WBK Industry - Federal Regulatory Developments

FinCEN Releases Consolidated Guidance and Advisory on Convertible Virtual Currencies

On May 9, 2019, the FinCEN issued interpretive Guidance to persons subject to the Bank Secrecy Act (BSA) regarding money transmission using convertible virtual currencies (CVCs).

The newly released Guidance does not include new regulatory obligations.  It is intended to assist financial institutions’ compliance with existing regulations, as well as identify and compile related administrative rulings and other guidance issued since 2011.  The consolidated Guidance was released simultaneously with an Advisory on illicit activity involving CVCs.

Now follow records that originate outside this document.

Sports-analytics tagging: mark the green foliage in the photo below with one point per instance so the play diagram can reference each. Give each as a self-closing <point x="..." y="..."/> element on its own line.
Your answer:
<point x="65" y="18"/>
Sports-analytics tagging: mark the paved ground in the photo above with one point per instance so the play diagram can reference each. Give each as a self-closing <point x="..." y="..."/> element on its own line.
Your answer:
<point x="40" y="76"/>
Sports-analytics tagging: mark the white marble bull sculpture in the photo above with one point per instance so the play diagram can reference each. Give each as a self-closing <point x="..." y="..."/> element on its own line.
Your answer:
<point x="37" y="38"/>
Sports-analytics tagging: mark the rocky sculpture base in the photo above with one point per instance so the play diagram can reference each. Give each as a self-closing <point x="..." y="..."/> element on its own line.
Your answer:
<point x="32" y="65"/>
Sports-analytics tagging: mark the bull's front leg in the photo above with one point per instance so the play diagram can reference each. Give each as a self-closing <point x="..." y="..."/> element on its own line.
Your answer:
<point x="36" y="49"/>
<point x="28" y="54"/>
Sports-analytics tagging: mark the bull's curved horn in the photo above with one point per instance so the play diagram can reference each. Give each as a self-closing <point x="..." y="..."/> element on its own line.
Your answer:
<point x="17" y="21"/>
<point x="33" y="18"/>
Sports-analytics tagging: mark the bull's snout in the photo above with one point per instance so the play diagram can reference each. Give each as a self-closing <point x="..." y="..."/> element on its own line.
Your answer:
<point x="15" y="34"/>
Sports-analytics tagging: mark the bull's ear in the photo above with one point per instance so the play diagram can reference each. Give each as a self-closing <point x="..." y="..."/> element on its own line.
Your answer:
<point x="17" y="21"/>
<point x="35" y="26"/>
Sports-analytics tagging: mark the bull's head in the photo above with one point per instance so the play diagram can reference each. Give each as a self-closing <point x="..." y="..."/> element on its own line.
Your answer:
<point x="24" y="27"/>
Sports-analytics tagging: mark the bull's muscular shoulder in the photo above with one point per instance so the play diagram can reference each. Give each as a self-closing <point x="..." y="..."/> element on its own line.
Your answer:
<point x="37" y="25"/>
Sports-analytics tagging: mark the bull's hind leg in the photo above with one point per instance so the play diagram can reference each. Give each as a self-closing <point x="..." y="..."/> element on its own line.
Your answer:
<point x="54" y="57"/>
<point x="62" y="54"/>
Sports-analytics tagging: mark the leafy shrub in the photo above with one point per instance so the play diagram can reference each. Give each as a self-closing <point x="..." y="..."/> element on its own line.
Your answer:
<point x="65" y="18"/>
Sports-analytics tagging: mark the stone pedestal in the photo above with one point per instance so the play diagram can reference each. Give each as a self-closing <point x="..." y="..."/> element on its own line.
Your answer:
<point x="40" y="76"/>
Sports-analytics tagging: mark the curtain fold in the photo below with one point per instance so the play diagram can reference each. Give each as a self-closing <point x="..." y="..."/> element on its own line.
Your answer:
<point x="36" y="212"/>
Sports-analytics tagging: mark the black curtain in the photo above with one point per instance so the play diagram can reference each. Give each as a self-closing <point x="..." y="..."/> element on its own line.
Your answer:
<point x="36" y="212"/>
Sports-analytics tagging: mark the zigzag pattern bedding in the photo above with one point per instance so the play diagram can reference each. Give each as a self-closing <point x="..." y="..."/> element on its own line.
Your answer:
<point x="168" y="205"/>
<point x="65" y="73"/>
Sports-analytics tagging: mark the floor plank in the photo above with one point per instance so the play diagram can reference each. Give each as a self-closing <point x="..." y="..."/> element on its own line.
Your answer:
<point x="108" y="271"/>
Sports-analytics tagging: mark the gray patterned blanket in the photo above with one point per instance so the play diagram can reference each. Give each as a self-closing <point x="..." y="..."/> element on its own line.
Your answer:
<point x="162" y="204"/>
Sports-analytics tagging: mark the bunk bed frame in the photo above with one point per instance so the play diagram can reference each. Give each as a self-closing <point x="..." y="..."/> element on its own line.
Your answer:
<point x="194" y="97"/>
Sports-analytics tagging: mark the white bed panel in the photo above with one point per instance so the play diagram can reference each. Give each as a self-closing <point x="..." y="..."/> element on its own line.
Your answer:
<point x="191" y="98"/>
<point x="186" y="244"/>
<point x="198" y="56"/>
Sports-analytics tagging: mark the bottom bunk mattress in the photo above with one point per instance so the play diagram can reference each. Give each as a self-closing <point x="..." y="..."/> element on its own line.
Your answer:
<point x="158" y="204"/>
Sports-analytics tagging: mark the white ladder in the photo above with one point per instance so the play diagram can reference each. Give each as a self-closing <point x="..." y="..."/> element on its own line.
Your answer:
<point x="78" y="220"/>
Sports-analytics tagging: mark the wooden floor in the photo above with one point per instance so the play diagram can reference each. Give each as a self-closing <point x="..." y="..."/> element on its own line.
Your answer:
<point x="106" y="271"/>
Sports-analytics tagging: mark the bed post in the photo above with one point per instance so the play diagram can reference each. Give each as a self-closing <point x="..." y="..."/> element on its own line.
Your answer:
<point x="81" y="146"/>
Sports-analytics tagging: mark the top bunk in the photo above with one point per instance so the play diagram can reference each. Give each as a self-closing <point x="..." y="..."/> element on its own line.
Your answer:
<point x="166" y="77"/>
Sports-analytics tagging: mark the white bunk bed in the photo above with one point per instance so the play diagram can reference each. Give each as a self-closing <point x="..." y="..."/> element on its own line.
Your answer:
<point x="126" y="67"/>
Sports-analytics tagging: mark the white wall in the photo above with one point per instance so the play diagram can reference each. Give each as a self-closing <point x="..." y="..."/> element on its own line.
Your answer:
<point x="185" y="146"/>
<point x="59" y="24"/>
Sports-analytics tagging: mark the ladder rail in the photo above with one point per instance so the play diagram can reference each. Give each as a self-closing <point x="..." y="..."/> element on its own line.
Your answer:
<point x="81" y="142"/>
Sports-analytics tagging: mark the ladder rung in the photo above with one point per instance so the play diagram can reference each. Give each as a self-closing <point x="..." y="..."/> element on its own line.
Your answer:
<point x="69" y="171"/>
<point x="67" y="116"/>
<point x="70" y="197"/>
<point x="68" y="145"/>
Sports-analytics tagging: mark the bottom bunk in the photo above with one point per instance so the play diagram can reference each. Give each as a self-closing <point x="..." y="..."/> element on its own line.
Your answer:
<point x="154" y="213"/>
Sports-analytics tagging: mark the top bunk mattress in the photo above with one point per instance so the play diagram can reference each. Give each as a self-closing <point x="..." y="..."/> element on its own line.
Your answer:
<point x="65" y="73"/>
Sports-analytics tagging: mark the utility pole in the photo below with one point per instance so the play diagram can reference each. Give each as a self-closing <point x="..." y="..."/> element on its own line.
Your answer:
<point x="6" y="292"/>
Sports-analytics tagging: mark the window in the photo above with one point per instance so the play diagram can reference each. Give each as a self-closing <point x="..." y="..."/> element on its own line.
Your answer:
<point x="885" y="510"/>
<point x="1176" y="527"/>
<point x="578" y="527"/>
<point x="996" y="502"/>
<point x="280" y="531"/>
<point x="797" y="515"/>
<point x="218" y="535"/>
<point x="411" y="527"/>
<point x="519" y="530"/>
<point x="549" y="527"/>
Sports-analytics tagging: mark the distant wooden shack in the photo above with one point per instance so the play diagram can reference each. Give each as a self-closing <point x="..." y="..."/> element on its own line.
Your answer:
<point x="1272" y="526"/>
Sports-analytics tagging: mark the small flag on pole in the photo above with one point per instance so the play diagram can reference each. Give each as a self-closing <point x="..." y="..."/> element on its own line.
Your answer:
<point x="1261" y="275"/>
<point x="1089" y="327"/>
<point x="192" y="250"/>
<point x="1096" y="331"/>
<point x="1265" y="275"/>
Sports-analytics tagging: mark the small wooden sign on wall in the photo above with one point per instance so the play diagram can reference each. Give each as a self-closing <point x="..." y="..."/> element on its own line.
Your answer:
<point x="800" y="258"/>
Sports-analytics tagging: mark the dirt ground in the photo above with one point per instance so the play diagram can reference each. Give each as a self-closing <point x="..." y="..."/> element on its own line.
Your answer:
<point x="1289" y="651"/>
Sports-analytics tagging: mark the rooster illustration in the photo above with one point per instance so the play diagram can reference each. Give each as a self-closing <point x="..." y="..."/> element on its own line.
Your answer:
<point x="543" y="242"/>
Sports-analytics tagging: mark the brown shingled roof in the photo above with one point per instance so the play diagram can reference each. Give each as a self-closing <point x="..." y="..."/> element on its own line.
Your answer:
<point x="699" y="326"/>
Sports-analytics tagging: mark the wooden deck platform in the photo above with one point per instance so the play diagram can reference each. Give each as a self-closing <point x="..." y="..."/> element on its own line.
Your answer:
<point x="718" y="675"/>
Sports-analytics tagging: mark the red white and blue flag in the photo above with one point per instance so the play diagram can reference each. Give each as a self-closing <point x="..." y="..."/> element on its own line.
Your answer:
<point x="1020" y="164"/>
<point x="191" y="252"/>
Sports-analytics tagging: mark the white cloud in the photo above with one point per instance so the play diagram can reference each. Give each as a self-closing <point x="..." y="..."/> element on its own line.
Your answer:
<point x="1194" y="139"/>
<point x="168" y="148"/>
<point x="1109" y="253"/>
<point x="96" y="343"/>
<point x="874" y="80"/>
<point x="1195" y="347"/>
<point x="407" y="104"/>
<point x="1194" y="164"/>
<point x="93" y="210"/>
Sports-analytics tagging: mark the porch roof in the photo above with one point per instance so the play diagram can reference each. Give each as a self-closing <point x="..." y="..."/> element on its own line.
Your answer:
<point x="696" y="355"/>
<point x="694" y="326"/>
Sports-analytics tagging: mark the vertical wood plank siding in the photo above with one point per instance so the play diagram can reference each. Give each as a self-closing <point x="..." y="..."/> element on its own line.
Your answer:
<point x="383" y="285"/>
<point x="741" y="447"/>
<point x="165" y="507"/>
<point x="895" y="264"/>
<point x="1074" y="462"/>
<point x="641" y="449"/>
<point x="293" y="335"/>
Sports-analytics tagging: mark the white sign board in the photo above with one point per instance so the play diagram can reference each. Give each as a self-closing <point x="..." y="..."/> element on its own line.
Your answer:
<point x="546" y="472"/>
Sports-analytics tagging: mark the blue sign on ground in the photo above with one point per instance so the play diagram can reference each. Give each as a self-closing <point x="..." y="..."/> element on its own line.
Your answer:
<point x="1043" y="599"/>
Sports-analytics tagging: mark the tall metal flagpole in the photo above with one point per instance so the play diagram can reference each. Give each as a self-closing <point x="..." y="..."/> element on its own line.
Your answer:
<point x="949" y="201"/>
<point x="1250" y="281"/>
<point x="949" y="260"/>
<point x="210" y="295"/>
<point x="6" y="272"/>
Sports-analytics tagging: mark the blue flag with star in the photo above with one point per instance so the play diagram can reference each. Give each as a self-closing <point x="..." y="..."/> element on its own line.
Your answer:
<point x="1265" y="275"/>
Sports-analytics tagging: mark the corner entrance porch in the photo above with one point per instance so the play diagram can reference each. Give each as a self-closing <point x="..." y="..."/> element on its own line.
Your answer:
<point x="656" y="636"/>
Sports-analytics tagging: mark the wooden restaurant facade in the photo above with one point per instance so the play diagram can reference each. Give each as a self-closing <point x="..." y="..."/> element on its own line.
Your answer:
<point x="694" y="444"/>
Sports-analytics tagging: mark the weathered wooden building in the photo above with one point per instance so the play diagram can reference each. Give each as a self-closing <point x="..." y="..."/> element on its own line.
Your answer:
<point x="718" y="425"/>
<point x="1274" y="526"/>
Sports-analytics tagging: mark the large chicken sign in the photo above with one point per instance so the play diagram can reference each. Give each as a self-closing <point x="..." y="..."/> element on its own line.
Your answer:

The Guidance begins by identifying and defining key terms such as “money services business,” “money transmitter,” and “virtual currency,” as those terms are applied in the context of applicable BSA-related regulatory obligations.  Next, it consolidates and summarizes rules and interpretation involving the regulation of money transmission under the BSA, as well as previous guidance on the application of money transmission regulations conducted using CVCs.  The Guidance also provides regulatory interpretation concerning how money transmission regulations apply to several common business models involving CVC transactions.

Some of the business models for which more detailed interpretive guidance is provided regarding the application of BSA regulations include peer-to-peer CVC transactions, hosted and un-hosted CVC “wallets” that store value and provide access to it through various means, and CVC “kiosks” that operate similarly to an ATM, but may facilitate the transmission of either CVCs or traditional currency.

Other business models may be exempted from the definition of money transmission, according to the Guidance.  One such example is a CVC trading platform, which does not transmit CVC, but rather, provides delivery, communication, and network access services for money transmitters.

FinCEN’s related Advisory on Illicit Activity Involving Convertible Virtual Currency is aimed at assisting financial institutions with identifying and reporting suspicious activity surrounding the potential misuse of CVCs by bad actors.  Some of the targeted activities include money laundering, sanctions evasion, and illicit financing of “darknet” marketplaces (online markets engaged in various illicit activities), as well as manipulating CVC peer-to-peer transactions, wallets, and kiosks for nefarious ends.

The Advisory points out that the nature of CVCs allows for global reach, distributed structures, limited transparency and anonymity, and speed; rendering this form of financial transaction ripe for exploitation.  Some of the numerous “red flag” indicators of the abuse of CVCs by financial institution customers included in the Advisory are: 1) transactions using CVC addresses linked to known darknet marketplaces or illegal activities; 2) receiving multiple cash deposits or wires from disparate jurisdictions or branches of a financial institution followed by use of such funds to acquire CVCs; and 3) transfer or receipt of funds from an unregistered foreign CVC exchange with no relation to where a customer lives or conducts business.

Finally, FinCEN’s Advisory identifies the kind of information financial institutions can provide to law enforcement in a suspicious activity report (SAR).  This may include virtual currency wallet addresses, account information, transaction details and history, and available login and mobile device information, along with information obtained from a customer’s public online profile and communications.